How many would you say that you sell /yr at $7.50.

I took 7 RR with me down to the local corner this weekend where I sell every Sat. I sold $209 worth of honey. I only sold 2 RR at $5 each. So $10 in RR and $199 in liquid honey. If my prices where higher I don't think I'd sell any...Maybe its location dependant.


----------



## John F (Dec 9, 2005)

JC said:


> My opportunity costs are very high since I can make more money in less time and with less effort in accounting and tax planning.


What a fun conversation this comment could start.
Perhaps opportunity cost isn't measured in just money and effort...



Dan Williamson said:


> ...Maybe its location dependant.


It's market dependant. I suspect that the folks you get stopped at the corner are doing so specifically for their everyday liquid honey needs. The comb honey crowd hasn't found you yet. Put a big sign out that says "I have comb honey too!" up the road a bit and let us know if things change. Give it a month of Sundays.

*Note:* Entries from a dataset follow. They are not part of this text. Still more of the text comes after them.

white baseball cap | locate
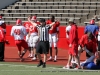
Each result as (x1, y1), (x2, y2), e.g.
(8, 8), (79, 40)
(0, 21), (4, 25)
(69, 18), (74, 22)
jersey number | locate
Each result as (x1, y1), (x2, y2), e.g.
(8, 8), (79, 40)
(14, 29), (21, 35)
(29, 26), (34, 31)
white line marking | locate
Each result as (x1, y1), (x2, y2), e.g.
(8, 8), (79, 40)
(0, 64), (100, 72)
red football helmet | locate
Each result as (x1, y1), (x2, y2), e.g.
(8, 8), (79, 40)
(0, 16), (2, 19)
(90, 20), (95, 24)
(16, 19), (22, 25)
(31, 16), (37, 21)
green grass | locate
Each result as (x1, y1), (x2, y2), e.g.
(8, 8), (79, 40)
(0, 62), (100, 75)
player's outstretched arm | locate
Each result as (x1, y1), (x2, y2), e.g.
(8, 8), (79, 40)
(28, 16), (37, 26)
(49, 19), (59, 27)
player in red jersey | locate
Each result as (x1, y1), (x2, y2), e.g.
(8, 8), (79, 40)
(11, 19), (28, 61)
(0, 16), (6, 34)
(78, 32), (97, 69)
(63, 18), (81, 69)
(46, 15), (60, 62)
(24, 16), (40, 60)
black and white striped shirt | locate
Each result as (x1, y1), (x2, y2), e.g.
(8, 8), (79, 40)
(36, 25), (50, 41)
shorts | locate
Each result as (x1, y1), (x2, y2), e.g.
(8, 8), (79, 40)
(27, 35), (39, 48)
(36, 41), (49, 54)
(15, 40), (28, 51)
(49, 33), (58, 47)
(68, 44), (78, 56)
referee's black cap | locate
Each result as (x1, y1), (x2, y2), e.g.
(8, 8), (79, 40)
(39, 18), (45, 22)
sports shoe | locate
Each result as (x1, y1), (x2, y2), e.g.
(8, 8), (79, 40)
(37, 60), (43, 67)
(20, 58), (24, 62)
(53, 59), (57, 62)
(28, 54), (33, 58)
(42, 63), (46, 68)
(32, 57), (37, 60)
(63, 66), (70, 69)
(48, 58), (53, 61)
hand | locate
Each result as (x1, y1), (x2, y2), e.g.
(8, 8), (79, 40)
(55, 18), (60, 22)
(28, 15), (31, 21)
(66, 35), (69, 39)
(69, 44), (72, 48)
(57, 38), (59, 42)
(5, 40), (10, 45)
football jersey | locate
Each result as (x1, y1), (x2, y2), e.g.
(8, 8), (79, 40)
(46, 20), (60, 34)
(10, 25), (27, 40)
(23, 21), (31, 33)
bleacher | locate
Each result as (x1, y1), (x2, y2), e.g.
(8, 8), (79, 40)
(0, 0), (100, 25)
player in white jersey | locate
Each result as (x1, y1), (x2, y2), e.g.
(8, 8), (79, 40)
(10, 19), (28, 61)
(66, 25), (71, 39)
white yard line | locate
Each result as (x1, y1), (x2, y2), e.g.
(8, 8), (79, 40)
(0, 64), (100, 72)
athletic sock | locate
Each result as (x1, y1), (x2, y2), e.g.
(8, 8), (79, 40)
(54, 55), (57, 60)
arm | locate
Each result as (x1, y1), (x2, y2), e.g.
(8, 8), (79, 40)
(49, 22), (56, 27)
(84, 26), (88, 34)
(23, 27), (27, 36)
(28, 16), (37, 26)
(56, 23), (60, 38)
(10, 27), (14, 36)
(69, 26), (76, 44)
(49, 19), (59, 27)
(84, 46), (94, 56)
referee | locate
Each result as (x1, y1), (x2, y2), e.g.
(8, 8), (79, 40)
(28, 16), (57, 68)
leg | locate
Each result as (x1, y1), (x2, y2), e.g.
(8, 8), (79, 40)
(32, 36), (39, 60)
(71, 44), (81, 69)
(78, 45), (83, 60)
(42, 41), (49, 68)
(28, 47), (32, 57)
(63, 54), (72, 69)
(20, 40), (28, 61)
(16, 44), (22, 60)
(0, 42), (5, 61)
(53, 33), (58, 62)
(74, 55), (81, 68)
(54, 47), (58, 62)
(37, 53), (43, 67)
(36, 42), (43, 67)
(67, 54), (72, 68)
(48, 34), (53, 61)
(20, 49), (27, 58)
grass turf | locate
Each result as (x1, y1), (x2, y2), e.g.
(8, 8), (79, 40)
(0, 62), (100, 75)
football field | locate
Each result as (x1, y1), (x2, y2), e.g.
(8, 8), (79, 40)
(0, 62), (100, 75)
(0, 47), (99, 75)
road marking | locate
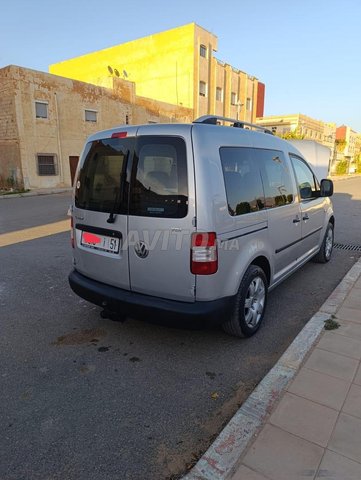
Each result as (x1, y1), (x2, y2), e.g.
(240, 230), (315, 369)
(0, 220), (70, 247)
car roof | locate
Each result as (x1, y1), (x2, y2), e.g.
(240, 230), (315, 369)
(85, 121), (306, 160)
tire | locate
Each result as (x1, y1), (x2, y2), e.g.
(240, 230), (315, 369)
(313, 222), (334, 263)
(222, 265), (268, 338)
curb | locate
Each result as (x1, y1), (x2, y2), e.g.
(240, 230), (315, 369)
(0, 188), (72, 199)
(183, 257), (361, 480)
(330, 173), (361, 181)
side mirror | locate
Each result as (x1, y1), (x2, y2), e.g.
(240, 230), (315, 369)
(320, 179), (333, 197)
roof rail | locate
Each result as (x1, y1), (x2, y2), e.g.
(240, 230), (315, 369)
(193, 115), (274, 135)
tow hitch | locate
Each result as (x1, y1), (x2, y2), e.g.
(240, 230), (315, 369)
(100, 309), (127, 323)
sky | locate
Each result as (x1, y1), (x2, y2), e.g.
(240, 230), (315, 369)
(1, 0), (361, 131)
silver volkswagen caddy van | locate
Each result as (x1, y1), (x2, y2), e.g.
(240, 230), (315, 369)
(69, 115), (334, 337)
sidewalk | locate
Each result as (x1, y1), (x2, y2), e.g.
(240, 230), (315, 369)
(233, 265), (361, 479)
(184, 259), (361, 480)
(330, 173), (361, 181)
(0, 187), (72, 199)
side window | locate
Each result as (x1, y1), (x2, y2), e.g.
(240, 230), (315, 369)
(220, 147), (265, 216)
(290, 155), (319, 200)
(130, 136), (188, 218)
(256, 149), (295, 208)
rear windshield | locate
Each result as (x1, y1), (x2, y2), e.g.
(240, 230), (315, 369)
(75, 138), (131, 213)
(130, 136), (188, 218)
(75, 136), (188, 218)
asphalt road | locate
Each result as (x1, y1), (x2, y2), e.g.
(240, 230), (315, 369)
(1, 180), (361, 480)
(0, 193), (72, 234)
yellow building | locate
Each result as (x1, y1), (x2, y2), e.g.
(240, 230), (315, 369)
(50, 23), (265, 122)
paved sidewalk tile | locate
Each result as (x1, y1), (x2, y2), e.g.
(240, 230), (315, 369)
(231, 464), (270, 480)
(288, 368), (350, 410)
(316, 450), (361, 480)
(269, 392), (338, 447)
(329, 413), (361, 463)
(355, 277), (361, 289)
(317, 332), (361, 360)
(243, 424), (324, 480)
(304, 348), (359, 382)
(334, 320), (361, 341)
(337, 306), (361, 324)
(343, 384), (361, 419)
(342, 289), (361, 310)
(354, 364), (361, 386)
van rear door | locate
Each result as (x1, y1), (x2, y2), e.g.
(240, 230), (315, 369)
(73, 131), (134, 290)
(128, 129), (196, 302)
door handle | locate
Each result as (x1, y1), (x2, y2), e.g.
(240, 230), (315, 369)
(303, 214), (309, 221)
(293, 216), (301, 224)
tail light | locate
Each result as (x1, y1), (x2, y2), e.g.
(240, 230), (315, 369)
(111, 131), (127, 138)
(191, 232), (218, 275)
(70, 216), (74, 248)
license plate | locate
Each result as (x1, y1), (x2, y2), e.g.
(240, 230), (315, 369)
(81, 231), (120, 254)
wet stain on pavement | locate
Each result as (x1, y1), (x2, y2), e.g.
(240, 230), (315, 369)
(129, 356), (141, 363)
(98, 346), (110, 352)
(79, 365), (96, 374)
(52, 328), (106, 346)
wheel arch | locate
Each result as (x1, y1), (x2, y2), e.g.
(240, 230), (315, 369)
(250, 255), (271, 286)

Something else, comb honey isn't the norm anymore, as JC mentioned. Tap into impulse buyers. Infrequent farmers markets or markets that see a fair share of tourist traffic would be good. Put up your booth near the local history museum and show folks how honey used to be sold. Make a "then and now" package with a bit of comb honey and a bit of extracted honey.

For Chef, you have a jewel in Pike's Market.


----------